Stephen L. Wilmeth is a rancher from southern New Mexico.  “New Mexico senatorial leadership did us a world of good in the debate of S.1689.  We know where we stand in their intended actions, in their loyalties, and their view of our existence.  We had only the sovereignty of the individual in our arsenal of defense.  As long as that was not taken from us, we had the chance to prevail.  The November midterms did the rest.” 

THE WESTERNER sez:

Our Founding Fathers believed in checks and balances - not only between the Executive, Legislative & Judicial branches of the federal government, but also between the feds and the states.  They instituted a system of dual sovereignty whereby certain enumerated powers were ceded to the feds and all other powers were retained by the states.  With the state legislatures electing the Senate, the Electoral College electing the President and the 9th and 10th amendments in the Bill of Rights they thought they had locked in the appropriate checks and balances on the feds...and they were wrong.  The history of our Country has been the continual acquisition of power by the feds at the expense of the states and the individual.

I concur with Wilmeth's opinion on the 17th amendment, but at least it was adopted according to the procedures of our Constitution.  With the rise of the "living Constitution" changes are being adopted by five or more politically connected lawyers (otherwise referred to as the Supreme Court) without the approval of the national legislature, the states or the people. Furthermore, we have a curious situation where one branch of the federal government referees disagreements between the feds and the states; i.e. the feds have claimed a monopoly on determining any limitations on their power.  You can see how that has worked out.

Some states are now resurrecting the concept of Nullification, which was introduced by Thomas Jefferson and James Madison, and which challenges the fed's monopoly on interpreting the constitutionality of laws.  I wrote about this in the May issue of the New Mexico Stockman and I include that column in the next post.

4 comments:

Urlnotes said...

"We" could have entered our comments in either the Wilmeth or DuBois comments this morning. These two articles remind us why we looking for another source of news these days.

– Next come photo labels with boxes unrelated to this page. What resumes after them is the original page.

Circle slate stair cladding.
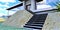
[24,14,48,30]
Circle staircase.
[24,14,47,30]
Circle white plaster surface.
[2,10,33,28]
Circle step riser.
[24,14,47,29]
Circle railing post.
[23,1,26,10]
[31,0,37,10]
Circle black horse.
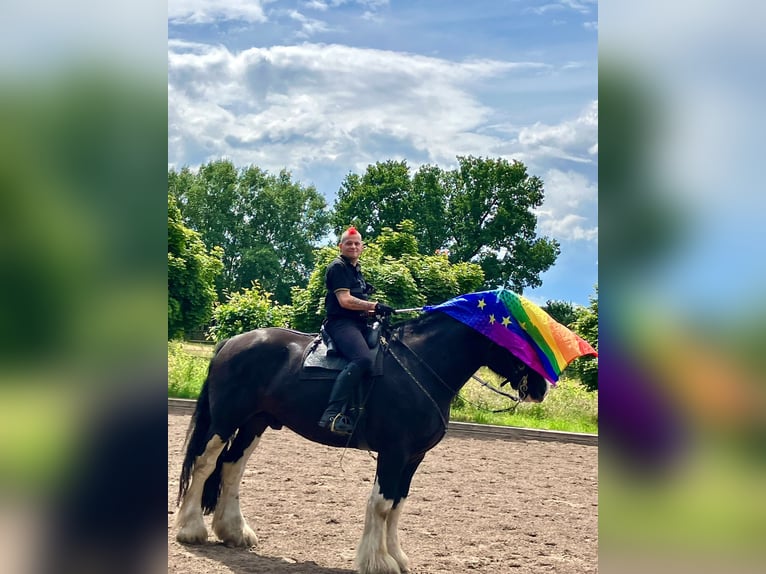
[176,312,548,574]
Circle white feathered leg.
[213,436,261,548]
[356,479,401,574]
[176,435,225,544]
[386,498,410,573]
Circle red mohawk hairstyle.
[340,225,362,243]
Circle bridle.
[380,322,529,429]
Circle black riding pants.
[325,319,372,376]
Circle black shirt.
[324,255,371,320]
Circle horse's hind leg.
[213,418,267,547]
[356,480,401,574]
[386,455,424,572]
[176,435,225,544]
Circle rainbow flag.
[423,289,598,384]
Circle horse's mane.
[392,312,445,337]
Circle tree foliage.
[168,160,329,303]
[168,195,223,339]
[293,224,484,332]
[208,281,292,341]
[333,156,560,293]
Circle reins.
[390,307,528,418]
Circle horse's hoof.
[222,526,258,548]
[357,556,402,574]
[176,526,207,544]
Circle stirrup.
[330,413,354,436]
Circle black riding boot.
[319,363,362,435]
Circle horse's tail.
[176,339,228,508]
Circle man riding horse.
[319,226,394,435]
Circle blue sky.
[168,0,598,305]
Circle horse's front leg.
[356,480,401,574]
[176,435,225,544]
[213,437,260,548]
[213,420,266,548]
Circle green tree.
[333,156,560,293]
[567,285,598,391]
[168,160,329,303]
[208,281,292,341]
[168,194,223,339]
[333,160,412,236]
[293,224,484,332]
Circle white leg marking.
[356,479,401,574]
[213,436,261,548]
[176,435,224,544]
[386,498,410,572]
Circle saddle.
[300,321,383,380]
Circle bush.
[208,281,293,341]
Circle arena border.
[168,398,598,446]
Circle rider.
[319,226,394,435]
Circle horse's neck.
[402,317,482,393]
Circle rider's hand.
[375,302,394,317]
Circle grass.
[450,367,598,434]
[168,341,213,399]
[168,341,598,433]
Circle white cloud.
[519,100,598,162]
[168,0,268,24]
[537,169,598,241]
[168,40,547,178]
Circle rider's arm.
[335,289,377,311]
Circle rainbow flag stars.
[423,289,598,384]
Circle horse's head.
[486,343,549,403]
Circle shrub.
[208,281,293,341]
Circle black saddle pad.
[300,337,383,379]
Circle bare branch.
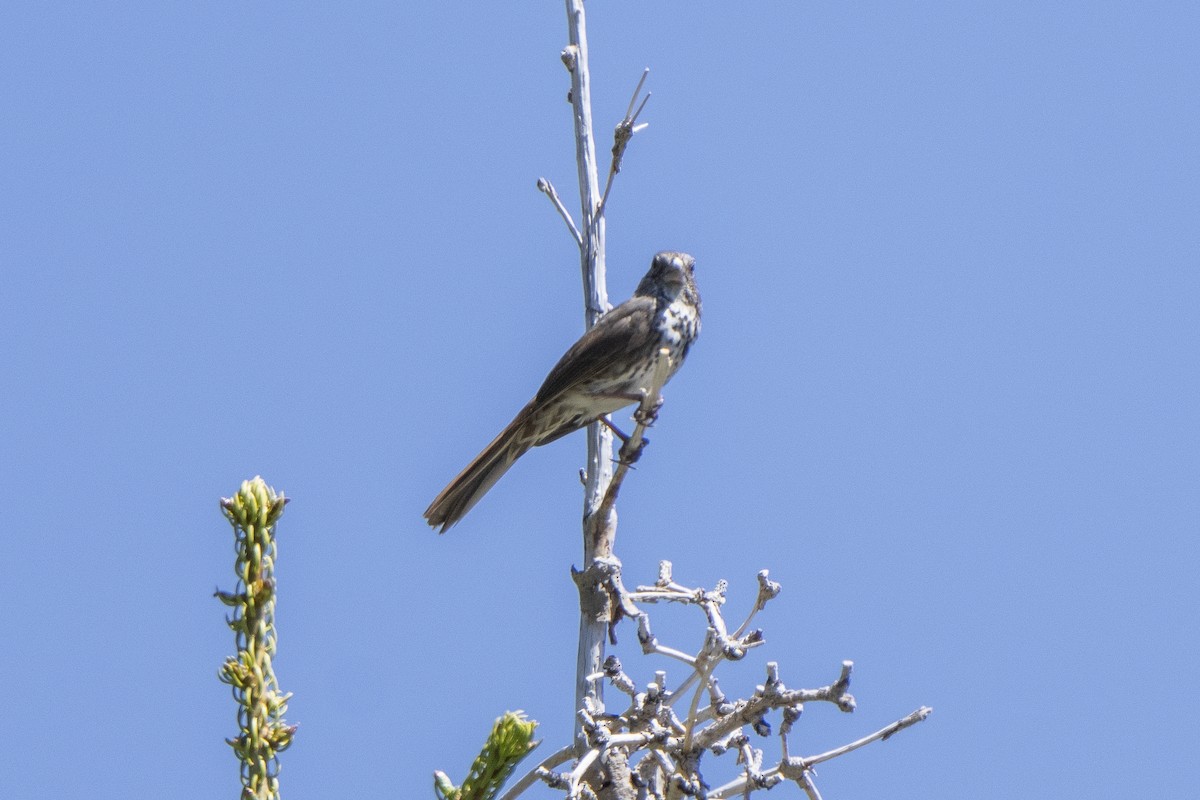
[598,67,650,215]
[538,178,583,247]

There isn't a Sunday paper in the land that can duplicate the information that is coming out of The Westerner. The mistake Mr. DuBois is making is that he is streamlining his Sunday addition and it should be his flagship addition. He needs to become America's Sunday morning newspaper.

Anonymous said...

Well, here we go. Can your boy Bingaman pull his next trick off S.1028 or whatever the number is? He no longer has the House. In fact, he and Mr. Pearce probably don't exchange Christmas cards. He has the Senate, but what will it look like come the fall of 2012? He has the Acorn trained president, but where are the people of New Mexico. The Greens are going to pull out the stops on this one. This maybe their last hooray for a while. Can the little outpost in southern NM hold out?

Frank DuBois said...

Urlnotes, thank you for the compliment and your comments on the Sunday edition are well taken.

hoseyandhosey said...

Yehaw! You boys are kicking Ass! Line 'em up. Our odds are getting better and better! Yehaw!! Arriba arriba!